Scalia, 79, wrote the majority opinion in a landmark case for a new medium

Owen S. Good is a longtime veteran of video games writing, well known for his coverage of sports and racing games.

Supreme Court Justice Antonin Scalia's death yesterday is of particular note to the video games industry, for while Scalia had been a controversial and polarizing figure for some of his opinions, he was a friend to games in a comprehensive 2011 ruling that established them as works of expression fully protected by the First Amendment.

The Entertainment Software Association noted Scalia's sudden passing, of natural causes in Texas, with the following statement:

The Entertainment Software Association joins those who salute the service and mourn the loss of Justice Scalia. In 2011, when our industry defended the rights of creators and consumers of video games before the U.S. Supreme Court, it was Justice Scalia who authored the historic majority opinion. He declared, with no ambiguity, that video games, like books, movies and other forms of expression, are deserving of First Amendment protections. It was a momentous day for our industry and those who love the entertainment we create and we are indebted to Justice Scalia for so eloquently defending the rights of creators and consumer everywhere.

The case the ESA mentions was Brown vs. Entertainment Merchants Association, in which California had passed a law in 2005 that imposed criminal penalties on those who sold violent video games to minor children. The state also placed other conditions and restrictions on the sale of video games it considered dangerously violent. California was regulating games as a product like cigarettes or liquor; Scalia, writing for the 7-2 majority, said they are expressive works like books, films and music and are accordingly entitled to protection under law and precedent respecting freedom of expression.

Scalia's opinion was a comprehensive strike against all points California argued — that video games, as an interactive medium, were somehow different; that the violence they supposedly incite is as dangerous as tobacco or alcohol to minors, is qualitatively different from the violence presented in cartoons or games rated for younger children, or even exists; and that the state had a compelling interest in regulating it as it would the sale of pornography or obscene material.

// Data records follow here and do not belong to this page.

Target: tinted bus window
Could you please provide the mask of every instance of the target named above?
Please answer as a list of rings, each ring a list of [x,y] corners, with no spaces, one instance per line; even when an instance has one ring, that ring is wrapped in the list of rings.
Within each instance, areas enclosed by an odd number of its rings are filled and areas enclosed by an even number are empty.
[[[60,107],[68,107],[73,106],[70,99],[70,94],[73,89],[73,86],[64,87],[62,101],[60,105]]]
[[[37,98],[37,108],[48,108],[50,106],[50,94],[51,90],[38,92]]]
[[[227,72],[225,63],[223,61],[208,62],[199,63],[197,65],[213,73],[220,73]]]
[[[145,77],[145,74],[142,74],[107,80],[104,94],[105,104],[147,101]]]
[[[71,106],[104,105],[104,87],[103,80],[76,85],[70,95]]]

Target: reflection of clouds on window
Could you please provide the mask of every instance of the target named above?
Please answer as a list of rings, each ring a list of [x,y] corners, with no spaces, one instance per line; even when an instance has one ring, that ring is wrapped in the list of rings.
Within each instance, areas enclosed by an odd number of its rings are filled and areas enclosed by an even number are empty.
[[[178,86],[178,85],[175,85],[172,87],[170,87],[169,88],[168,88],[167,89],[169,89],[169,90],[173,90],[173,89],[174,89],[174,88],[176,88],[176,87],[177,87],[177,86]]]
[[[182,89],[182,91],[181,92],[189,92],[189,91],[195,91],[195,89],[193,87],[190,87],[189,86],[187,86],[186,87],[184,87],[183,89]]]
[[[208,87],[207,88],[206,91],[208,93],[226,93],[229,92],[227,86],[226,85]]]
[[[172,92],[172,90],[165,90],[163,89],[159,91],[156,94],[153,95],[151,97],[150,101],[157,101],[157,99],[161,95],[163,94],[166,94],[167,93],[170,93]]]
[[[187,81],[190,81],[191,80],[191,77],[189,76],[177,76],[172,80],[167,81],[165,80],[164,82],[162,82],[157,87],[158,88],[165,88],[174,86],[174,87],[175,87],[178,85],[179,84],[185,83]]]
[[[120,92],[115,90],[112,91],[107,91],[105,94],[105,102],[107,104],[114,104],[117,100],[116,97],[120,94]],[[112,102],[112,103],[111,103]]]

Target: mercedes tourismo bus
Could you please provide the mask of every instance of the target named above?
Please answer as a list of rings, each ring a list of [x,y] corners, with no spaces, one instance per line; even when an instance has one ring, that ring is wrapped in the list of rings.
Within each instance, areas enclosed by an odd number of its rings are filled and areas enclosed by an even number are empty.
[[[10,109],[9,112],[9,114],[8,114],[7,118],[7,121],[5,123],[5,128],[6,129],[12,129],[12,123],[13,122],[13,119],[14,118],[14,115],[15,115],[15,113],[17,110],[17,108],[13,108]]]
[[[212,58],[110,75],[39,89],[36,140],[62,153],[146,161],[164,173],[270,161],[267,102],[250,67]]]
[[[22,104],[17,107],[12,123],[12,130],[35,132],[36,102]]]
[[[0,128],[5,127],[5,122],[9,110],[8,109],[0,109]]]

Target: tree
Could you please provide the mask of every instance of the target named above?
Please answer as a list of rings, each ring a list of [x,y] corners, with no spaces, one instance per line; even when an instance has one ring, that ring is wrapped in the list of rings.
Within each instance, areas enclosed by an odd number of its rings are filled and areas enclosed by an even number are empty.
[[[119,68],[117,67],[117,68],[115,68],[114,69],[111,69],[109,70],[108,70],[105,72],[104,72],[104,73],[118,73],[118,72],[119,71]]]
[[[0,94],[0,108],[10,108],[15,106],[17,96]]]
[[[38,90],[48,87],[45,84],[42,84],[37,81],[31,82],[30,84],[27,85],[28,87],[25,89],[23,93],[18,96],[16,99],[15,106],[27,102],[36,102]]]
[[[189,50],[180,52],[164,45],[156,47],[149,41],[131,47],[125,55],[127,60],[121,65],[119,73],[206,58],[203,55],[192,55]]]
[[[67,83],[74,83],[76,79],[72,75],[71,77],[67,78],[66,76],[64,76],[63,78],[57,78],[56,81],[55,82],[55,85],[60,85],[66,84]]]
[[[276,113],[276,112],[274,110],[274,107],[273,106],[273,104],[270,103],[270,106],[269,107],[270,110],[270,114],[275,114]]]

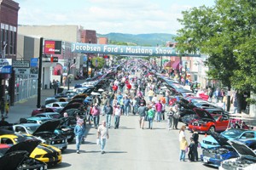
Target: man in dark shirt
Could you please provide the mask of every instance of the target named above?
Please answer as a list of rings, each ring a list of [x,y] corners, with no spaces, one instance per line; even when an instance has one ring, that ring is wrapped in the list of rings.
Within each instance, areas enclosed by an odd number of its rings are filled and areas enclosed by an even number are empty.
[[[139,108],[137,109],[137,114],[140,116],[140,120],[139,120],[139,123],[140,123],[140,128],[144,128],[144,119],[145,119],[145,116],[146,116],[146,111],[147,111],[147,107],[141,103]]]
[[[111,116],[113,115],[113,107],[109,103],[107,104],[105,107],[106,119],[107,119],[107,127],[110,128],[111,126]]]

(In one of the most starkly ironic features of this saga, the California legislator who sponsored this law later pleaded guilty to corruption charges involving firearms trafficking. State Sen. Leland Yee faces up to 20 years in prison and is still awaiting sentencing.)

Longer term, though, the ruling in Brown vs. Entertainment Merchants Association is remembered by games enthusiasts and advocates as a coming-of-age moment. It's a point in time when the medium, which even a year earlier was still being subjected to contemptuous dismissals of ever being artistically meritorious, acquired the same legitimacy as plays, novels, and dance.

Scalia was unmistakably a controversial political figure, for other rulings and also his view of the United States Constitution as a mainly rigid document whose words do not change meaning over time. But in applying that principle to this case, he rendered an important defense of free expression over all, and required that this new medium be included with it.